As an employee of a power company, I also struggled with this topic. Of all the topics, this was the most scary for me.

The other thread linked in a previous post is helpful as is the sample NCEES test and PPI material. I used the 2008 NEC Handbook which has commentary on the code throughout. I also made a "cheat sheet" (i.e., condensed index of topics covered in the sample problems). It is important to know how to use the code index; expect to see problems you didn't study.

Hang in there, and good luck!


----------



## dianevp (Mar 4, 2011)

cableguy said:


> And don't skip the sample problems in the back of the NEC itself (Annex D). Some good stuff in there.



Cable guy, good point on checking out Annex D. Thanks for pointing that out!


----------



## HornTootinEE (Mar 10, 2011)

I am finding in studying the NEC that I'm getting more used to where to go for the big things being asked: Feeder sizing, voltage drops, motor overload protection, etc.

Are most of the NEC quetsions going to be fairly generic like this (in anyone's expierience?) Or are they going to ask something like how to wire in a wet bar next to a swimming pool, that type of thing?


----------



## knight1fox3 (Mar 10, 2011)

djohnson.ee said:


> I am finding in studying the NEC that I'm getting more used to where to go for the big things being asked: Feeder sizing, voltage drops, motor overload protection, etc.
> Are most of the NEC quetsions going to be fairly generic like this (in anyone's expierience?) Or are they going to ask something like how to wire in a wet bar next to a swimming pool, that type of thing?

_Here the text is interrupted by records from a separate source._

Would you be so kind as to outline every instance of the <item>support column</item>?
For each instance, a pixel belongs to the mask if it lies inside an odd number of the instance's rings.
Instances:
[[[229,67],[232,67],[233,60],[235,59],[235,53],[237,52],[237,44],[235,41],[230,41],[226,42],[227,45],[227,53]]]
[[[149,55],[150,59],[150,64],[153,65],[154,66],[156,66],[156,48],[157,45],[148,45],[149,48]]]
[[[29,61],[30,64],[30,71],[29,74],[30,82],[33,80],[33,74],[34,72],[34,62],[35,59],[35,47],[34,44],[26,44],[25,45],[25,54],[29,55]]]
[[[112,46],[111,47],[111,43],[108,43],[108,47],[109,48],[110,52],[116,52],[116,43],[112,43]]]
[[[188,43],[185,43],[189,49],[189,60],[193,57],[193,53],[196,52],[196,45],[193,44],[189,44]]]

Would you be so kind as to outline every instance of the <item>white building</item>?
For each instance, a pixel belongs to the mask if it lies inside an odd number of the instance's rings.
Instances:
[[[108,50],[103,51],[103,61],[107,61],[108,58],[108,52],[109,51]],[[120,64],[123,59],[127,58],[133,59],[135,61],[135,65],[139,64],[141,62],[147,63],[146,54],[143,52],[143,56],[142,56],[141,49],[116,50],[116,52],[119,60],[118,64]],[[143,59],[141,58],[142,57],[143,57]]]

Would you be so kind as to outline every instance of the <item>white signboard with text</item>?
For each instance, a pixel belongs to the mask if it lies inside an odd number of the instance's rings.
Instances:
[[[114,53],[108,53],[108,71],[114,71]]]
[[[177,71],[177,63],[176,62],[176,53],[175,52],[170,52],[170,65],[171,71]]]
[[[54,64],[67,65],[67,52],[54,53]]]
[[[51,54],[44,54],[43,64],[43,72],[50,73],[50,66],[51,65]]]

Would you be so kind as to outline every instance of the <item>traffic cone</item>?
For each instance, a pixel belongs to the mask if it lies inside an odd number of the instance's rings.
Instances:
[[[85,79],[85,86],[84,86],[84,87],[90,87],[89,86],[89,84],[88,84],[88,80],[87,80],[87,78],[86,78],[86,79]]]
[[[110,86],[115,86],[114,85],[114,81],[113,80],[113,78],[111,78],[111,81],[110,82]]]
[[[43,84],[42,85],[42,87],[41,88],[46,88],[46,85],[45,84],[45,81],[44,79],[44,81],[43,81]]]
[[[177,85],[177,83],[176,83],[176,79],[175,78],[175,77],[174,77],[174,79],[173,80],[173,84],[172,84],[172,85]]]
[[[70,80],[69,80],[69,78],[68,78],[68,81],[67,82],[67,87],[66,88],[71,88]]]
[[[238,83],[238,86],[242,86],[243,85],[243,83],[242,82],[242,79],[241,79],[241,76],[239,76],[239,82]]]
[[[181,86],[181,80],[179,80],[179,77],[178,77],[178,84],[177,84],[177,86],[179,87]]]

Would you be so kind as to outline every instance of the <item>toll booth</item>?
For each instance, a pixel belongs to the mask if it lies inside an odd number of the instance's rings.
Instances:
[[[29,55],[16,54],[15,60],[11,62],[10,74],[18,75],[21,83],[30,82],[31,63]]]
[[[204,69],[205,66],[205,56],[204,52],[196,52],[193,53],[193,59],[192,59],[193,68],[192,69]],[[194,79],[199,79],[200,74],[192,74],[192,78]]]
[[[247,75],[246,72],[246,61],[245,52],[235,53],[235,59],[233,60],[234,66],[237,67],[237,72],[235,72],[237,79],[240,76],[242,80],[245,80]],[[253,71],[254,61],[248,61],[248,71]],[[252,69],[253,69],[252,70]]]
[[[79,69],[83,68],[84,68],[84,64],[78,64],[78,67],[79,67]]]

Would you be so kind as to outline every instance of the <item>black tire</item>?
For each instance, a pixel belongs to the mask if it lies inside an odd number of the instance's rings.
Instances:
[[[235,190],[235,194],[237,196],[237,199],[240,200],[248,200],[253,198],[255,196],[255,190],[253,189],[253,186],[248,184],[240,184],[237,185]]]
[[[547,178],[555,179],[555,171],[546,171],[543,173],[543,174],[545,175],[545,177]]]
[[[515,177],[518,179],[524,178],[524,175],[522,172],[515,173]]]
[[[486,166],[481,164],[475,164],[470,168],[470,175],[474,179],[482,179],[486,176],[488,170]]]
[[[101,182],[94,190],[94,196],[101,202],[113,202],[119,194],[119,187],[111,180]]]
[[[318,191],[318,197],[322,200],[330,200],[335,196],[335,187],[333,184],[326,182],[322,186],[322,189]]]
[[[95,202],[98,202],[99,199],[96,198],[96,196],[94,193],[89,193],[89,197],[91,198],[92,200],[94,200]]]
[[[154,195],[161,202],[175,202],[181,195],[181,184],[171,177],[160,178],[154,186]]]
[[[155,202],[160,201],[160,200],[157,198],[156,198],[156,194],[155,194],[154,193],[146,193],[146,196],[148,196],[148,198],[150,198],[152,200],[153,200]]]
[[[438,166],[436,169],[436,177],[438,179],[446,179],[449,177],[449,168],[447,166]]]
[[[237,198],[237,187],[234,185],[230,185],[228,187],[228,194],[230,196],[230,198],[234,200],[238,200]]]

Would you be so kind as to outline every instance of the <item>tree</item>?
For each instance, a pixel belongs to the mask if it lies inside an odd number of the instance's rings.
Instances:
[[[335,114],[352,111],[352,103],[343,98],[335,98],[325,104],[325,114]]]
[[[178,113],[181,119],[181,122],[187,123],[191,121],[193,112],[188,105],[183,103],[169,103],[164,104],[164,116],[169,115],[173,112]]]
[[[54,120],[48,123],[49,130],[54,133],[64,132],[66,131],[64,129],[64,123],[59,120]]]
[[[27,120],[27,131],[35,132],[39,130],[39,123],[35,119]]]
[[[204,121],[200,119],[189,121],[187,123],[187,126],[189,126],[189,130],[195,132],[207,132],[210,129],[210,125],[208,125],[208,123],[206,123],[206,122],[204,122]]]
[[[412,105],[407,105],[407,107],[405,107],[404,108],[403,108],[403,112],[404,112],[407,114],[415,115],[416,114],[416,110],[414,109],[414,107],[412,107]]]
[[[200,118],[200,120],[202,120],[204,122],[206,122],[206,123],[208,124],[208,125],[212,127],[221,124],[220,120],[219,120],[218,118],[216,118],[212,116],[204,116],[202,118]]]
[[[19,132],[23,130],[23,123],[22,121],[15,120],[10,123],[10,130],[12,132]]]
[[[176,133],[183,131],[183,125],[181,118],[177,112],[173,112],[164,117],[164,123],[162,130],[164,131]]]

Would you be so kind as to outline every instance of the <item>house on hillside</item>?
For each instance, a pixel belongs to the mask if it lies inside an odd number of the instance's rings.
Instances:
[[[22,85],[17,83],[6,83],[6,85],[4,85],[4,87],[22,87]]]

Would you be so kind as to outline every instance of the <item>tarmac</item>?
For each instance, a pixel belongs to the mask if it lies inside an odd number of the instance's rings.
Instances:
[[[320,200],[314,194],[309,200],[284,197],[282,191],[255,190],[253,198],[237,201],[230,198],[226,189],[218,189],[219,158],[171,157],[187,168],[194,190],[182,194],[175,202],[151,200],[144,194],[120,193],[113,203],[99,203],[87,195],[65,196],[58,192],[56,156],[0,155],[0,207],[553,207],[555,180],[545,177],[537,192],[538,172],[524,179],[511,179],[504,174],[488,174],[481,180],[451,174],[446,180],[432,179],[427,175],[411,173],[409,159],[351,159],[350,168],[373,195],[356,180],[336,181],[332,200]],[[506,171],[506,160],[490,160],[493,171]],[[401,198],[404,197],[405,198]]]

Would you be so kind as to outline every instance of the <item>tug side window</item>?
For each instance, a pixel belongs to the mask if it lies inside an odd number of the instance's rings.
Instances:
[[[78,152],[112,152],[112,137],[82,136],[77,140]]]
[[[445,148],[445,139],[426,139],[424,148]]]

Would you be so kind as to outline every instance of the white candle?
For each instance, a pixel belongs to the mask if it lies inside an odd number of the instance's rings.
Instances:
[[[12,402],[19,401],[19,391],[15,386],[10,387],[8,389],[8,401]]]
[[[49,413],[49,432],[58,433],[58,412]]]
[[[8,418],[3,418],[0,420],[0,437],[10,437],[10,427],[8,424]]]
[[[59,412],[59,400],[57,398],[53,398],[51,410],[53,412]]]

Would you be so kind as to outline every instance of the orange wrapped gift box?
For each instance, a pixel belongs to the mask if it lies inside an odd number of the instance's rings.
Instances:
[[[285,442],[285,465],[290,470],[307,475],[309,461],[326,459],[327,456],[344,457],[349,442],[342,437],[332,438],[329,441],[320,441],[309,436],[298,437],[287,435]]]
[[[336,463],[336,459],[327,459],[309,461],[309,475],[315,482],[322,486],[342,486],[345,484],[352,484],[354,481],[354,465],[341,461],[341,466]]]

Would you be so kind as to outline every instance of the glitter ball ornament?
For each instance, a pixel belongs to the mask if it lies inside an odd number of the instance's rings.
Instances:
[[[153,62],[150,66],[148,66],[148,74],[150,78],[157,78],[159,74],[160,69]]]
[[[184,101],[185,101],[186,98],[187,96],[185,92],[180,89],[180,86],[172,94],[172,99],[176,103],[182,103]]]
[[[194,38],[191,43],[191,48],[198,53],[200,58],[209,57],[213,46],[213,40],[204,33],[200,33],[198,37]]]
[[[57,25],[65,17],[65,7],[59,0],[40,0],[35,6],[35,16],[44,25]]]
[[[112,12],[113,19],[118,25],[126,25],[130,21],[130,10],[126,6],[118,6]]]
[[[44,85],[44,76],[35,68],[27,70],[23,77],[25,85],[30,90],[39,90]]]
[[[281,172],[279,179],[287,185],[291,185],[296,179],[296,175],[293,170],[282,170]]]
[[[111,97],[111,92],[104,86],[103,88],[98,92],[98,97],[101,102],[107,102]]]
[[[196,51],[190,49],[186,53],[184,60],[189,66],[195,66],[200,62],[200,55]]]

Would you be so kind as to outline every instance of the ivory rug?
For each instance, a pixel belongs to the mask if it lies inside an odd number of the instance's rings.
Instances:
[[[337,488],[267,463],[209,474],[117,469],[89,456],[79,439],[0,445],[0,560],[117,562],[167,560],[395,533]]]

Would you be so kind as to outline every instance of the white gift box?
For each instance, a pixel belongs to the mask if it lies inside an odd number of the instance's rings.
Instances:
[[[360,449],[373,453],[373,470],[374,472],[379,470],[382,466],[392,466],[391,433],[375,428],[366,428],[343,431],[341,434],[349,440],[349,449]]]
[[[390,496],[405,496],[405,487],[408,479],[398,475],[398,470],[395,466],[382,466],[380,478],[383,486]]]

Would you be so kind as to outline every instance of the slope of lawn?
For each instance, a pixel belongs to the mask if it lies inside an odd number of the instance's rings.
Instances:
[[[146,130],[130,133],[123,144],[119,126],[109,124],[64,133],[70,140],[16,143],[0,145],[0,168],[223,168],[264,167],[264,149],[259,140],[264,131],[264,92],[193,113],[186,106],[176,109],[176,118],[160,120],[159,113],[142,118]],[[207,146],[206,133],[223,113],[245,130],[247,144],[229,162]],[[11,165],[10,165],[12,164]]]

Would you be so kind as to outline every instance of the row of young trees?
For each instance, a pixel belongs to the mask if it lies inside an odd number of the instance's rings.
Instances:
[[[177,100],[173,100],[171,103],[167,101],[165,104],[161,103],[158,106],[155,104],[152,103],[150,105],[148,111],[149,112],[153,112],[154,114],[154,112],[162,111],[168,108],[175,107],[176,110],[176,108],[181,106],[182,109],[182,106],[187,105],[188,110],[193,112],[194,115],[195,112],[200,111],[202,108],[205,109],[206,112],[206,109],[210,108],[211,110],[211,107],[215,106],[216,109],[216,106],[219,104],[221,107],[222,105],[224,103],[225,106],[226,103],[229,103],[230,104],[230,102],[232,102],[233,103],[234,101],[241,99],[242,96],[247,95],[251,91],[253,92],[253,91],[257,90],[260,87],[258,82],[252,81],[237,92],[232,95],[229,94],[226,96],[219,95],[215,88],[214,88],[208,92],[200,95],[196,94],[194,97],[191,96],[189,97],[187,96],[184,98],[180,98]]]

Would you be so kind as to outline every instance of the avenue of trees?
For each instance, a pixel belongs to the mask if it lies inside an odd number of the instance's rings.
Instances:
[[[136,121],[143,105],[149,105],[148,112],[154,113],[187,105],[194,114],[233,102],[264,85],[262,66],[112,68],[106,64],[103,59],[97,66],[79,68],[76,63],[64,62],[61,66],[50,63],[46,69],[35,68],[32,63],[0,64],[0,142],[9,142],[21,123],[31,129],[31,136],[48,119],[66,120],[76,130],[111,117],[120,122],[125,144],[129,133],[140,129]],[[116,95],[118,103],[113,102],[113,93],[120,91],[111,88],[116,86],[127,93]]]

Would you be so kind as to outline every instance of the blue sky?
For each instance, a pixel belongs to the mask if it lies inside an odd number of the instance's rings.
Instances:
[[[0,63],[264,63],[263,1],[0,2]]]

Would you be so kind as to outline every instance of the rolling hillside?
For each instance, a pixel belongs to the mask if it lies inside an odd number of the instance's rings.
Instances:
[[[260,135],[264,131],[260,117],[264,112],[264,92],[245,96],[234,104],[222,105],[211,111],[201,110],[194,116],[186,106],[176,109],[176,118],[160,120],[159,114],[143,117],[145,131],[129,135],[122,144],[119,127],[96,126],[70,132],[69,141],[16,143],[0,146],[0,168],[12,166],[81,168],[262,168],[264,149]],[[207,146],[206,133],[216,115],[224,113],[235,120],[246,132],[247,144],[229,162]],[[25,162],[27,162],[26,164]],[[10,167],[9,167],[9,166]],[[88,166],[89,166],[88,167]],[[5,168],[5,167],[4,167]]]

Most, if not all the NEC problems on the exam will be fairly generic. But, in getting familiarized with where to look on basic questions, don't assume anything. Always read the entire problem and underline exactly what is being asked. That is where the exam will try to trip you up.


----------



## gte621n (Mar 10, 2011)

I'd suggest the NEC practice exam and study material from Mike Holt

http://www.mikeholt.com/bookitem.php?id=77...egory_from=Book

I went through it in it's entirety to study for the Arch Eng PE Exam.

I too first tried to read through the NEC which is a tough read. This book is good as it gives you sample problems that you can reference the NEC.


----------



## HornTootinEE (Mar 10, 2011)

knight1fox3 said:


> djohnson.ee said:
> 
> 
> > I am finding in studying the NEC that I'm getting more used to where to go for the big things being asked: Feeder sizing, voltage drops, motor overload protection, etc.
> ...



Found the hard way on the NCEES practice test to read the entire question before answering... Don't remember which one off hand, but one question gave transmission impedances for distance protection, and underreach percentage, instantaneous tripping and then the question asked for the time delay in cycles. I tried to figure out the distance pickup... whoops.


----------



## knight1fox3 (Mar 11, 2011)

djohnson.ee said:


> Found the hard way on the NCEES practice test to read the entire question before answering... Don't remember which one off hand, but one question gave transmission impedances for distance protection, and underreach percentage, instantaneous tripping and then the question asked for the time delay in cycles. I tried to figure out the distance pickup... whoops.


I think I remember that one. The problem asks for the actual delay time and then smothers the problem with additional irrelevant details. Since the pick-up time is "instantaneous", the delay time is 0 if I remember correctly. Tricky indeed. But that is what you will potentially encounter on the actual exam itself. I made it a point to get into the habit of actually underlining what the question was asking and that helped me to stay focused on not doing any extra calculations. Good luck, keep at it.


----------